A number of up-and-coming environmental leaders have vowed to personally commit to launching a fresh wave of environmental action in the twenty-first century.
The group presented their practical suggestions for how to start a fundamental shift in how the global economy functions to prioritise human welfare through a long-term, sustainable approach to the use and preservation of our environment at the conclusion of four intense days of discussion with notable environmentalists, including all of the previous Executive Directors of the UN Environment Programme (UNEP).
The purpose of this gathering, according to Maria Ivanova, director of the Global Environmental Governance Project and professor at the College of William & Mary’s government department, was to encourage and inspire a new generation of environmental leaders.
An unparalleled gathering of senior environmental leaders over the past 40 years came together for the summit in Switzerland. For the first time, the five Executive Directors of UNEP—Mostafa Tolba, Elizabeth Dowdeswell, Klaus T. Pfer, and Achim Steiner, the current Executive Director—met in person. Maurice Strong served as the Secretary-General of the Rio Earth Summit and the first United Nations conference on the environment.

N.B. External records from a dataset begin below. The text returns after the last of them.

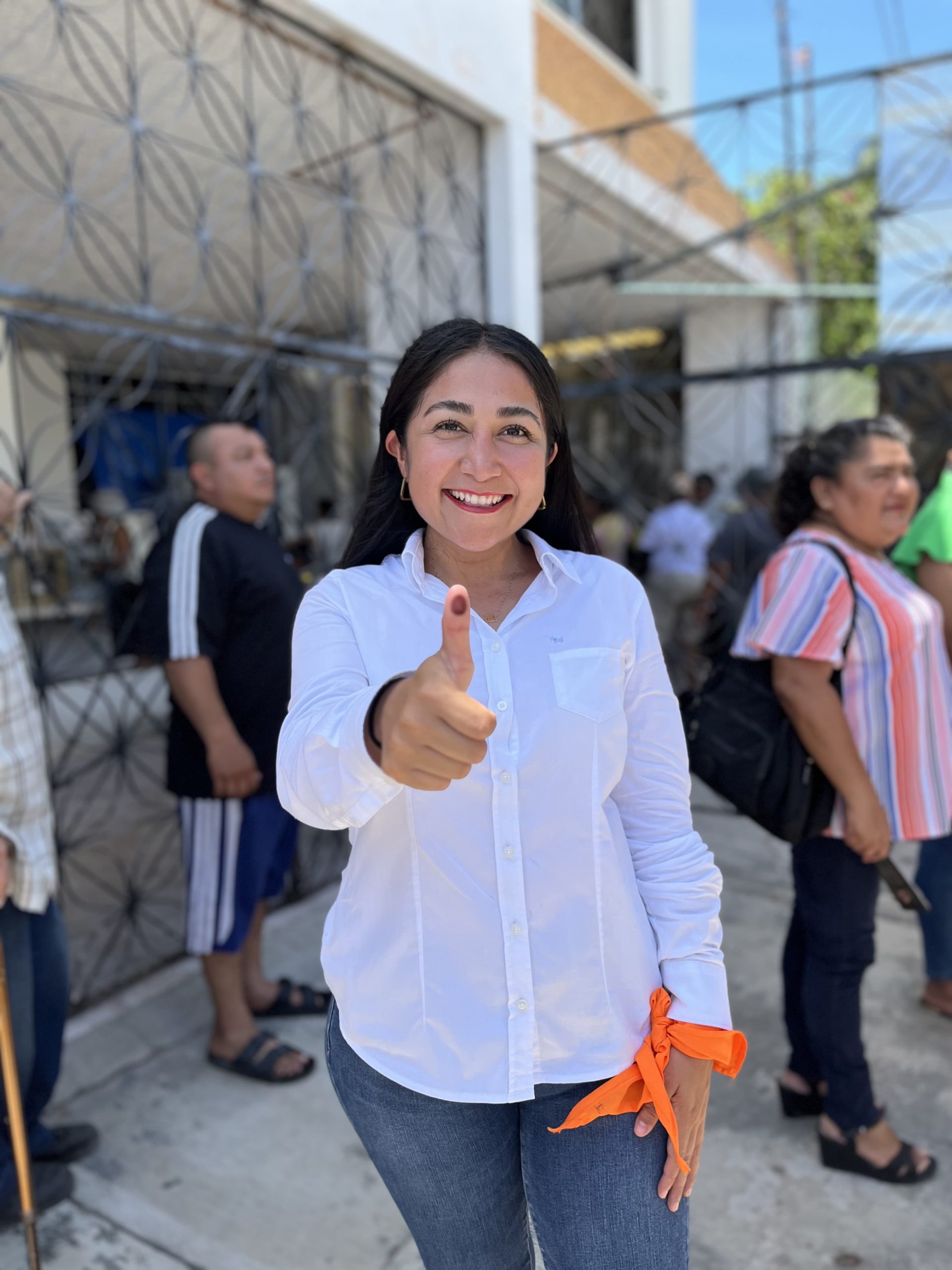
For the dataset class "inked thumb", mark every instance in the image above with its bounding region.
[440,585,474,692]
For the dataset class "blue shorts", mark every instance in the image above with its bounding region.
[179,794,297,956]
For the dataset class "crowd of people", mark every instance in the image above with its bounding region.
[0,319,952,1270]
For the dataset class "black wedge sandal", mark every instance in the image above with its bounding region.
[819,1133,938,1186]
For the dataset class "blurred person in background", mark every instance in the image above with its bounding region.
[137,423,329,1083]
[0,480,98,1228]
[592,494,635,569]
[703,467,780,660]
[693,472,740,533]
[639,472,714,694]
[732,418,952,1185]
[892,449,952,1018]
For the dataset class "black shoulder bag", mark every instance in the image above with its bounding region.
[684,538,858,842]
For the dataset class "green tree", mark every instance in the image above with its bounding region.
[745,166,879,357]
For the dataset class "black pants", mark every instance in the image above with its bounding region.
[783,838,881,1133]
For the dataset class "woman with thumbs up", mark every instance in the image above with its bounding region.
[278,319,744,1270]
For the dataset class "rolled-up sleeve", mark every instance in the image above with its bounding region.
[612,588,731,1027]
[277,574,404,829]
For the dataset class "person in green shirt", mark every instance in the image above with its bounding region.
[892,449,952,1018]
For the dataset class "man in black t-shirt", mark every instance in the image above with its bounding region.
[141,423,327,1082]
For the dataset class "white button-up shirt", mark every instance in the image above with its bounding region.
[278,532,730,1102]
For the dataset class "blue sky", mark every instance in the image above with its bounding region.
[696,0,952,103]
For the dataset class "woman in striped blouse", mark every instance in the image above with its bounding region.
[732,419,952,1184]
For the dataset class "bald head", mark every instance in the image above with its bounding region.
[185,419,254,469]
[185,422,274,522]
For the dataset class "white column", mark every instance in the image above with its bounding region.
[0,319,79,517]
[485,119,542,340]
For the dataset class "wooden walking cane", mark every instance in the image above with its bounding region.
[0,940,39,1270]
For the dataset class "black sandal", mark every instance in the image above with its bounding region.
[251,979,330,1018]
[208,1031,315,1084]
[820,1133,938,1186]
[777,1081,823,1120]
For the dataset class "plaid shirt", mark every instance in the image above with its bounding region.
[0,576,57,913]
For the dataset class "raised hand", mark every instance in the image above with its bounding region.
[635,1049,714,1213]
[368,587,496,790]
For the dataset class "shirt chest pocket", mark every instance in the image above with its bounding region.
[548,648,625,723]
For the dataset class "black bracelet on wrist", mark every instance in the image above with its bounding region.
[367,674,406,749]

Gus Speth, dean of Yale’s environment school, Mohamed El-Ashry, who served as the Global Environment Facility’s CEO from its founding until 2003, Yolanda Kakabadse, the organization’s recently elected president, and Julia Marton-Lef vre, the IUCN’s director general, were among the other participants.
Senior diplomats who have influenced existing international environmental rules and institutions as well as those now striving to alter that system all participated in the discussion alongside a significant number of young environmental leaders on the rise.
According to William Ruckelshaus, the first Administrator of the US Environmental Protection Agency, the problems are complicated and appear to be unsolvable, but there are also numerous causes for hope. He stated that new solutions must be developed in order to build on the significant progress we have achieved on environmental challenges.
The rising environmental leaders recognised two current challenges: the need to advocate for a more central role for environmental concerns in decision-making and institutions, and the need to gain more responsibility on environment-related commitments.
According to the young leaders, we need to invest in the right things, including talents, young people from all walks of life, and our leaders. In order to take action through our networks, utilise new media, and utilise all of the resources we have available to us, we will need to think and act in ways that are equally radical as the first generation of doers.
The United Nations Foundation, the United Nations Environment Programme, the United Nations Institute for Training and Research, and the governments of Germany, Norway, Sweden, and Switzerland worked with the Global Environmental Governance Project, a joint initiative of the Yale Center for Environmental Law and Policy and the College of William and Mary, to organise the historic event.